The Hobbit: The Battle of Five Armies is surprisingly competent in its pacing and successfully avoids the missteps of the second movie. While the movie is essentially one long action sequence, Jackson effectively turns the movie in to a series of action vignettes, each with their own escalation, climax, and relief. This results in no single action sequence overstaying its welcome and a movie which was elevated above my admittedly low expectations.
The Hobbit still has its share of problems. Some of the editing is jarring, especially within the first hour which covers the remainder of the content actually found in the book. There are a few questionable plot contrivances which left me scratching my head, including several attempts at jokes that fell completely flat. Yet over all it was not the terminal boredom inducing nightmare I had feared it would be.
A big part of the success of this movie beyond the competent pacing was the lack of any major character introductions. The movie spends most of its time ushering existing characters to their on screen finale. This gives the movie a tighter focus than the previous entries which all made a point of making ponderous character introductions or introductions that differ from the book, which often left this reader puzzled.
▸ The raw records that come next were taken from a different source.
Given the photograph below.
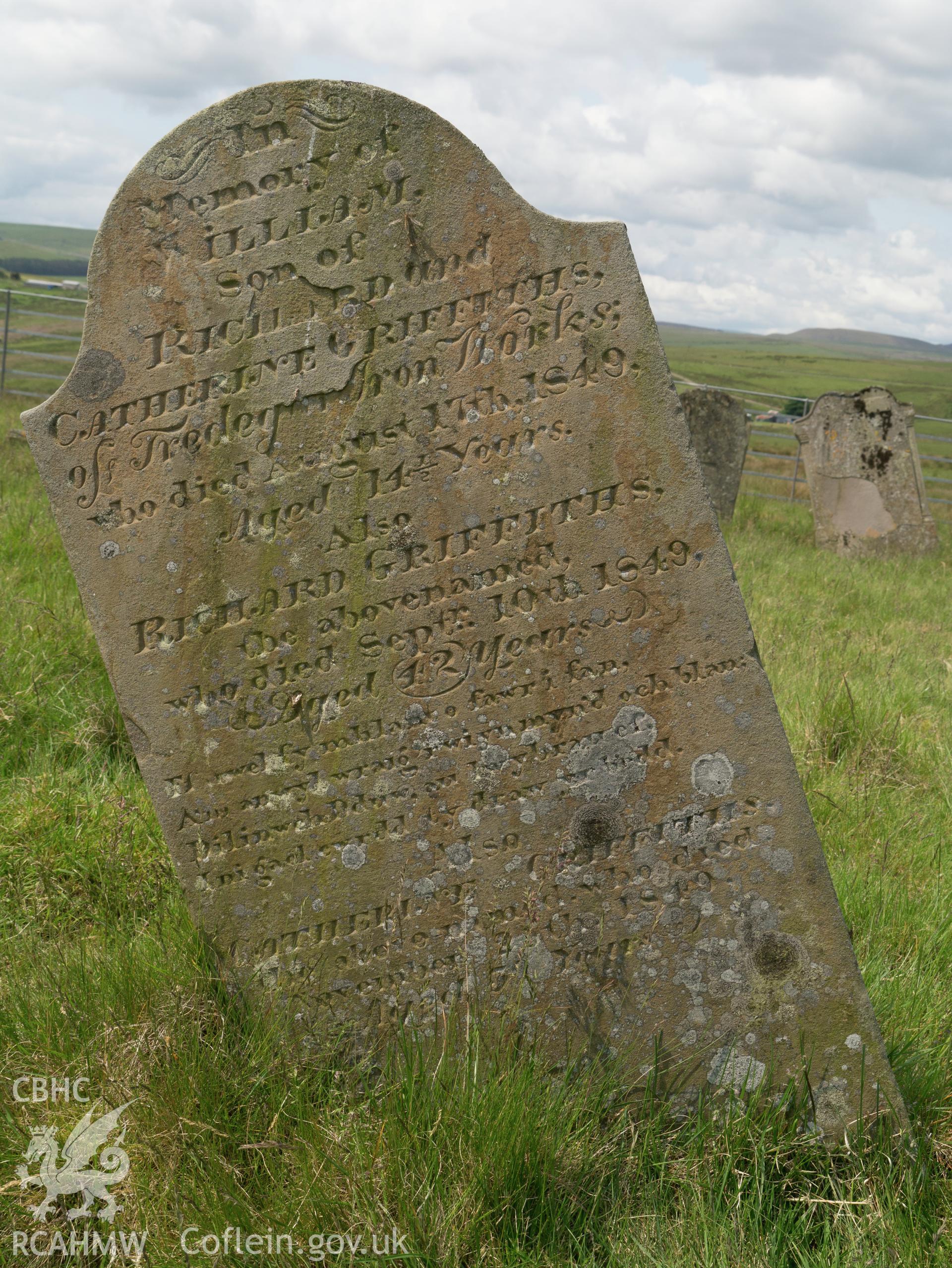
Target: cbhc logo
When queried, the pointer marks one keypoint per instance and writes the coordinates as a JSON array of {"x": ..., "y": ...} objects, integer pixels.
[{"x": 40, "y": 1089}]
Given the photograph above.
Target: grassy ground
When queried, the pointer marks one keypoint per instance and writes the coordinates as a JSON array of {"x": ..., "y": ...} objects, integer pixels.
[{"x": 483, "y": 1162}]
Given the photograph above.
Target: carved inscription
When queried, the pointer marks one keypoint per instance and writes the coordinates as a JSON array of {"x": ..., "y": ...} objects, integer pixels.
[{"x": 424, "y": 631}]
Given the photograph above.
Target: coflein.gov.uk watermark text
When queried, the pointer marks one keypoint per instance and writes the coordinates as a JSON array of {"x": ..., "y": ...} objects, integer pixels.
[{"x": 316, "y": 1248}]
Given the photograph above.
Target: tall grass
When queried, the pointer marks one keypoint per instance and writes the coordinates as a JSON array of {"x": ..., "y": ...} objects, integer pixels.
[{"x": 476, "y": 1158}]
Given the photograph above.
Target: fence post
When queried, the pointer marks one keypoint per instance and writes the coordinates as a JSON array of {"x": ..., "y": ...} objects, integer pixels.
[{"x": 7, "y": 335}]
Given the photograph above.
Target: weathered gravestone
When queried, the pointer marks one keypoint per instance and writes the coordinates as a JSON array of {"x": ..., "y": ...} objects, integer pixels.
[
  {"x": 382, "y": 508},
  {"x": 862, "y": 467},
  {"x": 720, "y": 435}
]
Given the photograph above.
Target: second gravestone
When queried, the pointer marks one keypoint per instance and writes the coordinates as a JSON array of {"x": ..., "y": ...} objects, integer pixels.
[
  {"x": 866, "y": 483},
  {"x": 384, "y": 515},
  {"x": 720, "y": 435}
]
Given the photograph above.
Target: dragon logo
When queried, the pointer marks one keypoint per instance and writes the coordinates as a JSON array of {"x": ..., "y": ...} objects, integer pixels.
[{"x": 73, "y": 1175}]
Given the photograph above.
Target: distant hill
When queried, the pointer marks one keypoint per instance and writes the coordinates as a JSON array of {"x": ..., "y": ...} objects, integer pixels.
[
  {"x": 867, "y": 342},
  {"x": 45, "y": 249},
  {"x": 862, "y": 344}
]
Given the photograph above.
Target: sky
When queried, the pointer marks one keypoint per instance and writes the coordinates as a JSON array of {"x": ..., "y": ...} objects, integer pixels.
[{"x": 779, "y": 164}]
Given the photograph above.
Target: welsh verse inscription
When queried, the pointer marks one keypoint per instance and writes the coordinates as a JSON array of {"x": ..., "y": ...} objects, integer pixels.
[{"x": 383, "y": 511}]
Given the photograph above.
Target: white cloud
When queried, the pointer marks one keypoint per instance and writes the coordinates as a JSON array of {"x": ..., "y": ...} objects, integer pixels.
[{"x": 750, "y": 145}]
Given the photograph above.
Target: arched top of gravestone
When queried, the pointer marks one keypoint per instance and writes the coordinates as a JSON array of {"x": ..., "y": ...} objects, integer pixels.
[
  {"x": 866, "y": 482},
  {"x": 187, "y": 230}
]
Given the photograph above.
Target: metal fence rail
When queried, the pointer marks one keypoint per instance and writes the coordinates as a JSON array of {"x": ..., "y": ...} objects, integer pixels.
[
  {"x": 30, "y": 345},
  {"x": 785, "y": 457}
]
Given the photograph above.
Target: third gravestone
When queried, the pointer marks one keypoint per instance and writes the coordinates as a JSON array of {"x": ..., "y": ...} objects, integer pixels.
[
  {"x": 866, "y": 483},
  {"x": 383, "y": 511},
  {"x": 720, "y": 435}
]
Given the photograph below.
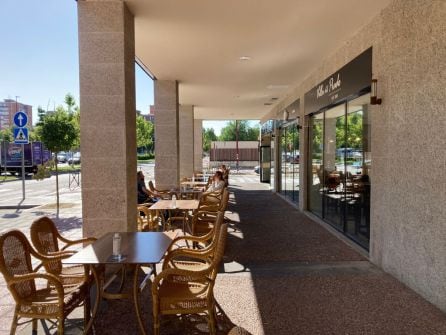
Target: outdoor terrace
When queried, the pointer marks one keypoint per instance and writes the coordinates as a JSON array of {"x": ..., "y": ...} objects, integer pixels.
[{"x": 283, "y": 273}]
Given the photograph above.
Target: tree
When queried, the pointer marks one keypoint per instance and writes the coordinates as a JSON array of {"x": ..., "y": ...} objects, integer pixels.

One surprising success of the movie was a character addition I initially took offense to. Thorin’s nemesis, Azog the Defiler, seemed like a completely unnecessary addition which did nothing to escalate the danger the company faced and seemed like a meaningless contrivance to “humanize” the goblin hordes by adding a recognizable personality to them. The addition of Azog is redeemed at his parting by achieving what the character had failed to do thus far. It took three movies, but Azog finally develops in to a competent villain whose inclusion felt necessary instead of contrived.